I know that in Real Life I've taken it in the pants a few times, in High School there was an entire group of "New Wave" boys who would laugh hysterically and point at me every time they saw me in the hallways. It troubled me and it hurt, but it did not destroy me. Nor did it, I suspect, hurt as much as they thought or hoped it did. Frankly it was a little too over the top with the knee-slapping and doubling over howling. One day during classes I saw the ring-leader walking across the quad by himself. No one else was around and we were walking right toward each other. He was looking down as he walked and I felt very strongly that it was to avoid my eye. That gave me heart to do a thing I have always been amazed at in retrospect. It changed my life. I walked up to him and said his name. I asked him point blank why he and his friends would laugh and point at me in the halls. He mumbled around for a bit, and then told me that I was too sensitive... too soft for this world and that they were "toughening me up."
"Toughening me up? Toughening me UP? Who the "eff" do you think you are to "toughen me up?"" I know that I started yelling... I was MAD! I mean I could understand if they thought I was ugly or laughable or dumb or just wanted to mess with me. I believe that he really did in some way think he was doing me a favor. I ended up by telling him off and telling him to not "worry" about me because I was just fine. It stopped, and the ring leader guy and I ended up becoming friends of a sort in our Junior year . To my knowledge he never tried to "toughen" anyone else up.

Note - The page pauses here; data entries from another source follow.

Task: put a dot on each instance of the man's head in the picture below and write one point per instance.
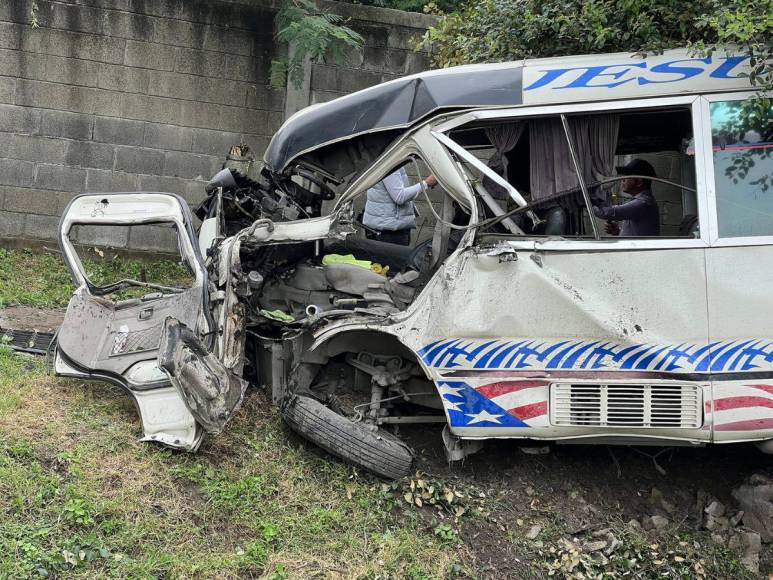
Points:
(634, 185)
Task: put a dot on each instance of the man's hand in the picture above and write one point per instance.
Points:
(612, 228)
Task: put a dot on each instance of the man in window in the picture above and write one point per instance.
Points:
(640, 216)
(390, 213)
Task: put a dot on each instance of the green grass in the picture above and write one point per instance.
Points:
(80, 496)
(36, 279)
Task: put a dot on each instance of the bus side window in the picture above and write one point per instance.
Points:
(742, 148)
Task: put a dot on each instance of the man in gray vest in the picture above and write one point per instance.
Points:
(640, 216)
(390, 214)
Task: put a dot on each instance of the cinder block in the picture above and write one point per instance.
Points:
(11, 224)
(178, 33)
(197, 88)
(72, 18)
(189, 165)
(106, 4)
(63, 124)
(70, 71)
(123, 78)
(148, 55)
(324, 96)
(154, 109)
(135, 160)
(396, 62)
(200, 62)
(265, 97)
(228, 40)
(59, 177)
(374, 58)
(191, 190)
(7, 89)
(16, 172)
(16, 63)
(127, 25)
(99, 181)
(10, 35)
(33, 148)
(374, 35)
(324, 78)
(352, 80)
(165, 8)
(416, 62)
(205, 115)
(172, 137)
(54, 96)
(17, 11)
(216, 143)
(274, 121)
(244, 68)
(118, 131)
(18, 119)
(63, 199)
(35, 201)
(243, 120)
(194, 193)
(403, 38)
(89, 154)
(85, 46)
(106, 103)
(34, 40)
(41, 227)
(220, 14)
(256, 143)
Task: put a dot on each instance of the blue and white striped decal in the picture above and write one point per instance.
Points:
(721, 356)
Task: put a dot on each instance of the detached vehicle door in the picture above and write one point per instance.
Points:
(153, 338)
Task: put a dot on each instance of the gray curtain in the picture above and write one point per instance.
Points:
(595, 141)
(552, 170)
(551, 163)
(504, 138)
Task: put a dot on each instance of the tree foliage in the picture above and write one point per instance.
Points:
(505, 30)
(320, 36)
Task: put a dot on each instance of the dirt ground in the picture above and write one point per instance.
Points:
(585, 488)
(30, 318)
(565, 493)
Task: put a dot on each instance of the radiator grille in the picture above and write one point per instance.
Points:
(588, 405)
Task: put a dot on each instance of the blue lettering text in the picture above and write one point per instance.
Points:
(594, 72)
(686, 72)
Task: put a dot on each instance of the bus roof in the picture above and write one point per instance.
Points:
(396, 105)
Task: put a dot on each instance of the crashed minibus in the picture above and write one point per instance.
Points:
(515, 312)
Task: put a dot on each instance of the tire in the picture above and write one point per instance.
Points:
(375, 451)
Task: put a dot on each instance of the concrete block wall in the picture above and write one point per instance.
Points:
(133, 95)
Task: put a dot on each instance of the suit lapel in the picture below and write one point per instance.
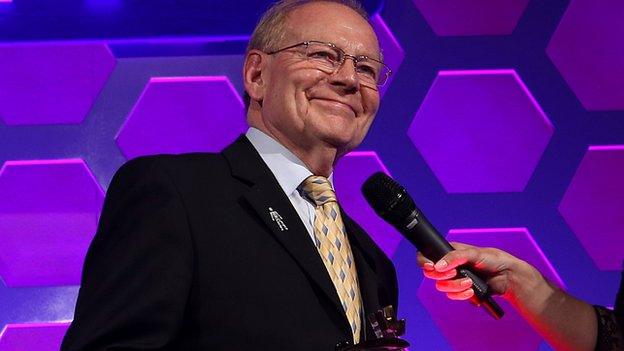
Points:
(267, 198)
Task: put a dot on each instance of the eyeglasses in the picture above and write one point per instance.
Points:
(328, 58)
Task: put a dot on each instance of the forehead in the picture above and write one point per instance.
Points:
(334, 23)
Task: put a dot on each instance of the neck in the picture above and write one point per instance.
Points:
(319, 159)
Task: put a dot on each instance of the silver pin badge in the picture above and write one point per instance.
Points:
(277, 218)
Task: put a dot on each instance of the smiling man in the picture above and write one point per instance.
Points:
(248, 249)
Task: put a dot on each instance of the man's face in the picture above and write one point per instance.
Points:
(305, 107)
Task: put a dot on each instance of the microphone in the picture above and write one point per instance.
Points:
(392, 203)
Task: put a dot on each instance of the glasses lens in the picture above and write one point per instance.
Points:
(368, 70)
(384, 74)
(324, 56)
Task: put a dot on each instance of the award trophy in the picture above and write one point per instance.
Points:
(387, 330)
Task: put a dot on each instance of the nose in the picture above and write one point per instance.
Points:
(346, 75)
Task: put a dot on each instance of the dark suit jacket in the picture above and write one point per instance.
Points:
(186, 257)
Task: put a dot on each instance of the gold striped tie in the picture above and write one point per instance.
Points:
(333, 245)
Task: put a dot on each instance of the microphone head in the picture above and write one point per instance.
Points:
(388, 198)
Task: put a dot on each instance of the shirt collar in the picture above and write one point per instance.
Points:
(287, 168)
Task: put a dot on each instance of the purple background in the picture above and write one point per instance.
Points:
(505, 123)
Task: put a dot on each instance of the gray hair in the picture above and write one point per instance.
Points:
(271, 29)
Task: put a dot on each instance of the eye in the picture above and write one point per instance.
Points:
(322, 54)
(367, 70)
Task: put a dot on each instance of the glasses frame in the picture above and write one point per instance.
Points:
(356, 58)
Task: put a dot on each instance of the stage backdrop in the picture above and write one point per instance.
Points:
(504, 120)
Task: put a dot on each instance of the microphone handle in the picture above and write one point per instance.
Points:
(434, 246)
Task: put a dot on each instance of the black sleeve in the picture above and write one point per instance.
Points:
(611, 324)
(138, 270)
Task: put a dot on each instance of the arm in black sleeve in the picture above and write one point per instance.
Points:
(138, 270)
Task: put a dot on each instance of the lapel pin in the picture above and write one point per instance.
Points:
(277, 218)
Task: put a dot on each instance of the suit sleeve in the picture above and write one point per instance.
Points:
(138, 270)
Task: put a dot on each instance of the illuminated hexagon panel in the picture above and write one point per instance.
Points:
(480, 131)
(48, 216)
(475, 17)
(183, 114)
(469, 328)
(593, 205)
(51, 83)
(392, 51)
(33, 336)
(587, 48)
(350, 174)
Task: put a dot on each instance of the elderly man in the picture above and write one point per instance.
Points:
(248, 249)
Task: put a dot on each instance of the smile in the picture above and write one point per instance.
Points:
(336, 105)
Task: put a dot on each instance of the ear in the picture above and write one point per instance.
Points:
(255, 61)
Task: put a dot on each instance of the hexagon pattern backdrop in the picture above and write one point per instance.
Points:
(504, 119)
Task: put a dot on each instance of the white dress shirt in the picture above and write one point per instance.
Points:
(289, 171)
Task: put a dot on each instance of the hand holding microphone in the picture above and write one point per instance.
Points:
(391, 202)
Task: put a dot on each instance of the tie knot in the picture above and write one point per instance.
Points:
(318, 189)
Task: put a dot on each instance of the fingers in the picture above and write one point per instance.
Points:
(454, 285)
(456, 289)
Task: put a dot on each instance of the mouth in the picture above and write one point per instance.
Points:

I have never knowingly bullied or tried to "toughen" anyone up... and I don't really understand why kids do it... or adults. The main thing that I am saying is I might just die if my own kids bully. I'm not talking about toddlers pushing each other down or normal kid stuff. I'm talking about intentional, on-purpose hurting of others. Their feelings, their bodies.
I'm asking people to weigh in... how do you raise kids who don't bully. How do you bully-proof them from the unkindness of others?